Atomic Lead Extractor Data mining
Number of processes means the parameter that depends on the computer power. The default value is 5. You can set more number of processes but should keep in mind that it can influence the program's work-speed, and specifically the search speed.
Domain detection. Atomic Lead Extractor searches for similar webpages within one domain only. You can customize the number of domain levels up to 5 levels to search through.
Allowed proportions are set to determine typical pages: whether with full or partial matching of elements' structure. The following criteria are taken into account:
- • Total number of elements in a page — 100% is a default value.
- • Number of found elements in a page — the default value is 70%. This means that the webpage can be classified as a typical even with a partial matching of selected items structure.
- • HTML class name difference — the default value is 0%. This means the inadmissibility of any changes in the html class of selected elements.

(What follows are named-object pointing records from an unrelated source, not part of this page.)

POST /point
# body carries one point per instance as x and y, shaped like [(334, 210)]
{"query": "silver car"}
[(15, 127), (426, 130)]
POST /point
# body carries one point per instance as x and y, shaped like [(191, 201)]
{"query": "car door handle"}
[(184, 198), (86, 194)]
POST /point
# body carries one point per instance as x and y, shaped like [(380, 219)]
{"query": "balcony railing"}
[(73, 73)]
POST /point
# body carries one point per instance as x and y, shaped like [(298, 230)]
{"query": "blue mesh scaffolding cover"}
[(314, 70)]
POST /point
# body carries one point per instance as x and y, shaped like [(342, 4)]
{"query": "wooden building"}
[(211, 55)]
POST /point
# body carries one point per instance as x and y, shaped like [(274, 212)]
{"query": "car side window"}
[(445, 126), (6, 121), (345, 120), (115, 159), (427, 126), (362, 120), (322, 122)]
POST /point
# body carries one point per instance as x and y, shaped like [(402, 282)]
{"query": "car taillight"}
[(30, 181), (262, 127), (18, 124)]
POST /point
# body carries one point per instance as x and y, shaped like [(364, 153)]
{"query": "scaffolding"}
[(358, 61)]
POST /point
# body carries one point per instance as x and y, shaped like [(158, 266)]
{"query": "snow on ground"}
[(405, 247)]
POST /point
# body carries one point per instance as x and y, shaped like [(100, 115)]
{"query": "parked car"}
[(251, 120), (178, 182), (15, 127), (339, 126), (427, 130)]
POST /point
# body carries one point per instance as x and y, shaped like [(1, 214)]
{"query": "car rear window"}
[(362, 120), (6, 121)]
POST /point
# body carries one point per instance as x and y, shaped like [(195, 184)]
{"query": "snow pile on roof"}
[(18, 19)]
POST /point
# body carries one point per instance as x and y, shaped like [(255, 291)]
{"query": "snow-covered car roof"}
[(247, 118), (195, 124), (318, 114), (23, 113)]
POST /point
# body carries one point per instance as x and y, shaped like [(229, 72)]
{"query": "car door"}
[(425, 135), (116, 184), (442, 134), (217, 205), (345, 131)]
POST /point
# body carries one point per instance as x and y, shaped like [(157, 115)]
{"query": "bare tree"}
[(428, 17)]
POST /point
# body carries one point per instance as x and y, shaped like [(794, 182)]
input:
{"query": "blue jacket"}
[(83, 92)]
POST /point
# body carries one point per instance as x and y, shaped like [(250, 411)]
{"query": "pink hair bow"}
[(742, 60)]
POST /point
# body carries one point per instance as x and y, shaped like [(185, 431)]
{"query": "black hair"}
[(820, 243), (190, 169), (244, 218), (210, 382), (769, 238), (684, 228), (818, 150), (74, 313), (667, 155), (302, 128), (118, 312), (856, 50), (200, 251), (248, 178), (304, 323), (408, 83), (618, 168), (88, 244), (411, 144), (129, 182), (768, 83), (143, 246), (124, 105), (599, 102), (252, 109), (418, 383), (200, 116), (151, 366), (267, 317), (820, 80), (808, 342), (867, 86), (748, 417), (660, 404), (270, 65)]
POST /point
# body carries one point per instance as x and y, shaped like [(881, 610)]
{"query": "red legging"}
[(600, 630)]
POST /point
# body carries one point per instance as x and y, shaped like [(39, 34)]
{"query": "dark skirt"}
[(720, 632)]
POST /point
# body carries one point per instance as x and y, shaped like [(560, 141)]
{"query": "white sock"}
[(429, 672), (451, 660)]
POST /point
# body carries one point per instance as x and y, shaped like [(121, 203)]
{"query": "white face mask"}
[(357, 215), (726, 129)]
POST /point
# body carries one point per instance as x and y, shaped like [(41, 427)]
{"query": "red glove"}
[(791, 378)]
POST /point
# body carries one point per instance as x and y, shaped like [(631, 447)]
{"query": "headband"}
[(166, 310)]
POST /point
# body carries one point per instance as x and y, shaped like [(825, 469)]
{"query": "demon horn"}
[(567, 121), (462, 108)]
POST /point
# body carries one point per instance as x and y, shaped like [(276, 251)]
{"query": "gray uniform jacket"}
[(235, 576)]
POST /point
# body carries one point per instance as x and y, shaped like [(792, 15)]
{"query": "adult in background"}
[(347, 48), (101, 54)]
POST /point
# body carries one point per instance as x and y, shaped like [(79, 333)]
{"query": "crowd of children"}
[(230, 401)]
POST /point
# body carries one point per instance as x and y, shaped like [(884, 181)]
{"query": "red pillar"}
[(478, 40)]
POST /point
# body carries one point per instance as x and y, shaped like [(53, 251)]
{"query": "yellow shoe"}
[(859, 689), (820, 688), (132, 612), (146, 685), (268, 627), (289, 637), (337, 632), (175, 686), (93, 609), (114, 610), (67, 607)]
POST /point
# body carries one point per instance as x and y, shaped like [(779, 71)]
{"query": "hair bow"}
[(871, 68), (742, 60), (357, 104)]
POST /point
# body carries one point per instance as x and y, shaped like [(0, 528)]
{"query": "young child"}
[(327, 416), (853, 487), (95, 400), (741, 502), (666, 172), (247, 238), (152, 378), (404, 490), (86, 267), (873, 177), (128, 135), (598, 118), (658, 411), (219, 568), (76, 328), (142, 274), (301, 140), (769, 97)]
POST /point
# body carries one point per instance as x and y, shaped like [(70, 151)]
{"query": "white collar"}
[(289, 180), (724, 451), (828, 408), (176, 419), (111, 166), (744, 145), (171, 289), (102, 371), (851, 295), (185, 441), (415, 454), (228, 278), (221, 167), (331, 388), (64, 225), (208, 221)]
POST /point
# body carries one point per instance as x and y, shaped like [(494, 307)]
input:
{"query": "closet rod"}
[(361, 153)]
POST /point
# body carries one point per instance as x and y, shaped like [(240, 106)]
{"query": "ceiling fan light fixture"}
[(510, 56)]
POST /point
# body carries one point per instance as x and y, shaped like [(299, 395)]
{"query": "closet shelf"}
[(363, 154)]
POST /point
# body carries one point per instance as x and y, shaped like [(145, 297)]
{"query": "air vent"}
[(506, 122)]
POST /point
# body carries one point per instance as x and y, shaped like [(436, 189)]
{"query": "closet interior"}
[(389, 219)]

For example, you choose an element that has got <class="top_title"> html class and named it "Header". Thus when searching similar pages the program will be detect the "Header" elements with included html class <class="top_title"> only. If you change the percentage value for a bigger, the program will identify a webpage where the "Header" element has <class="top_title_red"> html class as a typical one.
- • Element offset in the HTML tree structure — the default value is 0%. This means the inadmissibility of any displacement within elements' structure of a typical page. If you need to extract URL with little offset, then you should increase percentage value.